Brennan brought up a Pew Research poll saying 17% of Americans trust the government while also bringing up a CBS News poll saying the younger generation is dispirited and are anxious about their futures.
This prompted her to ask Barcott how he will inspire them to join a system they believe is broken, to which he said:
"I think a lot of young people are, they're feeling lonely. There's a lack of a sense of purpose. One of the great things that I found through military service was that it gives you, it gives you some...a sense of something larger than yourself and a common mission with Americans from all different walks of life. So one of the key takeaways for the book is to find a route into public service, and that's one of the goals with this. The Veterans, and the book obviously focuses on Veterans, we have a partnership With Honor, the nonprofit that I lead, of which the proceeds of this book go to, it partners with Gallup every year and trust and measures the trust in veterans. And Veterans is one of the few groups within the United States, nurses is the other, that has particularly high trust across party lines. Again, I think that's because of the service mentality and that's a special thing and something that we need to, you know, safeguard."

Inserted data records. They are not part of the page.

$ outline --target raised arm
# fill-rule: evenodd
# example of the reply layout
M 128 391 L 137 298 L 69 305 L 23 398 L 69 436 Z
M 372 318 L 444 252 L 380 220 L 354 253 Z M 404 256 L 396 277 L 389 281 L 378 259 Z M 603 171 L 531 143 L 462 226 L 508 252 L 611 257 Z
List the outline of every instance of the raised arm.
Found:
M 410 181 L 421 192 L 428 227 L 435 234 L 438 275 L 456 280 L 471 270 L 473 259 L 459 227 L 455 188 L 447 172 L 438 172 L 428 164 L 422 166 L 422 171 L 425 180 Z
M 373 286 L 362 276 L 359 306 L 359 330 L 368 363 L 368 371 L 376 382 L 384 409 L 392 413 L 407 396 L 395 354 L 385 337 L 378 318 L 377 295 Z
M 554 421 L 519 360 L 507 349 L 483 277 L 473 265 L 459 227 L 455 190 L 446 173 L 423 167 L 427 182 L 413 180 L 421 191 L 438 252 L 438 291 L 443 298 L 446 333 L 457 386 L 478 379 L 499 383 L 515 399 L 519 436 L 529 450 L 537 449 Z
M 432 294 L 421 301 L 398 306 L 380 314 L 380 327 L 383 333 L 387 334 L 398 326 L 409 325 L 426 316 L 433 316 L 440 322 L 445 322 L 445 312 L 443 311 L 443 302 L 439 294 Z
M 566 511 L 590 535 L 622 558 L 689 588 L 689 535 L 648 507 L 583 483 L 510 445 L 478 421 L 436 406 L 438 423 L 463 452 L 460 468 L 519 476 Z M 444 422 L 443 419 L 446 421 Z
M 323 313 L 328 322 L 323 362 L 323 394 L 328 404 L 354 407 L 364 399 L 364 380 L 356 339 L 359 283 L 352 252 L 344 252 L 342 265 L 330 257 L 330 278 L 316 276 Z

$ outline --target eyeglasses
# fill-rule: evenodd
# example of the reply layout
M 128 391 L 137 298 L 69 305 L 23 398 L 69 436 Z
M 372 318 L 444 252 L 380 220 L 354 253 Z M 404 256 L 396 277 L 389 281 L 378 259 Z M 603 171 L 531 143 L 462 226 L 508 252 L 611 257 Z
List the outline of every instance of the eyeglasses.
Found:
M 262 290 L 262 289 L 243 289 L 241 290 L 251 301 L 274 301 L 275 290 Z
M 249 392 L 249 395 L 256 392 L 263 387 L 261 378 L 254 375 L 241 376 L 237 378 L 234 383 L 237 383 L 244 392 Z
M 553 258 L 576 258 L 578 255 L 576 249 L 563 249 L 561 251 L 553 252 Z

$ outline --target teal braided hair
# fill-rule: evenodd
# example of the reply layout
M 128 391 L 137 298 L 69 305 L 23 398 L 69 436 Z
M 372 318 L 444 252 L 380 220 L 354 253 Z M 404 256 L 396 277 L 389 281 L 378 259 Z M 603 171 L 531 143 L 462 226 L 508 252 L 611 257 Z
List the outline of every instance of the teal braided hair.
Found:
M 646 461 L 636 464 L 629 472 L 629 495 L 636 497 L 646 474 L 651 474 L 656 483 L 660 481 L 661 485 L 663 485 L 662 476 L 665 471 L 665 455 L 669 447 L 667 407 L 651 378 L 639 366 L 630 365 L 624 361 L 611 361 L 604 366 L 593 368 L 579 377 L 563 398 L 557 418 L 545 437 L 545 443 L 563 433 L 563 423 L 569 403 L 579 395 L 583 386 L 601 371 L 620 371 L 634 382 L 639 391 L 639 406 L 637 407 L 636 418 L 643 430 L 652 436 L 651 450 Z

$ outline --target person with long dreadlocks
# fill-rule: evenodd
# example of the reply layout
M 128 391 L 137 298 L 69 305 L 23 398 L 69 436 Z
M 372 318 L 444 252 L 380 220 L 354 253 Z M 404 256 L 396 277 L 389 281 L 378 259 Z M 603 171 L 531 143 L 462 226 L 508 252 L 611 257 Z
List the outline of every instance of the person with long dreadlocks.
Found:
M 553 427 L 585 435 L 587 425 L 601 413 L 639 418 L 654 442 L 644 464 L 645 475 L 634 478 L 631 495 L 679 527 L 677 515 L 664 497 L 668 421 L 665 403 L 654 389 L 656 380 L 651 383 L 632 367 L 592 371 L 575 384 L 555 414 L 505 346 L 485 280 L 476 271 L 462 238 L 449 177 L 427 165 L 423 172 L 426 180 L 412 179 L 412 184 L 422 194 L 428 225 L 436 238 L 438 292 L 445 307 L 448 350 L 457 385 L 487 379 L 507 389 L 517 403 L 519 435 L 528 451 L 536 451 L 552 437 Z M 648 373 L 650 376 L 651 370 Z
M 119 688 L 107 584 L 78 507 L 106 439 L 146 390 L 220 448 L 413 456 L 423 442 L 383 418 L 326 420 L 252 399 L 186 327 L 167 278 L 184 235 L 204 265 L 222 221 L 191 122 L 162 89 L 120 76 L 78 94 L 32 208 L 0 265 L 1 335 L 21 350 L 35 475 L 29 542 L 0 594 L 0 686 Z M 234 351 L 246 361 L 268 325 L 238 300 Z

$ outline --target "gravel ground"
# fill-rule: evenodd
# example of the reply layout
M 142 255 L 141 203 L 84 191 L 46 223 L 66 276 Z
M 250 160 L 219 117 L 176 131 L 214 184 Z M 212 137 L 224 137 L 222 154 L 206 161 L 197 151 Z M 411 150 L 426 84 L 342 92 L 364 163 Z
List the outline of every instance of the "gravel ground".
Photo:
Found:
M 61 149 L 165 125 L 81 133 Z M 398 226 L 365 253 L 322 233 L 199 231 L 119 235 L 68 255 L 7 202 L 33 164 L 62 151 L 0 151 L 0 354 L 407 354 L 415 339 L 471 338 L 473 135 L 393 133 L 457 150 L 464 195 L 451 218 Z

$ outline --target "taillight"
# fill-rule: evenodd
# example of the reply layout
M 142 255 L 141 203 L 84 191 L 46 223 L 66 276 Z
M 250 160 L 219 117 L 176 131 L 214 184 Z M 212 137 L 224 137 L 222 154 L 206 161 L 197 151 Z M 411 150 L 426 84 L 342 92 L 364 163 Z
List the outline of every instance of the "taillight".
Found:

Brennan then asked Barcott if he's worried that we are at a point where moral courage is nearly impossible to fill, and he said:
"The forces are really going against us, and most Americans want courage, but feel like they see very little of it, or none of it. And what I wanted to shine a light on is to say that this still exists. It still exists, here are 10 examples of it. It's hard. We need to celebrate it when it arises. And yeah, many concerns about the overall sort of structural factors that are making this more difficult, because people are humans, you know. We're all flawed. These 10 are not perfect. There are many things that they do that, you know, folks will disagree with by nature, because half of them are on one part side and half are on the other."
"Courage Can Save Us: Ten Extraordinary Americans and the Fight for Our Future" will be released Tuesday in bookstores and online.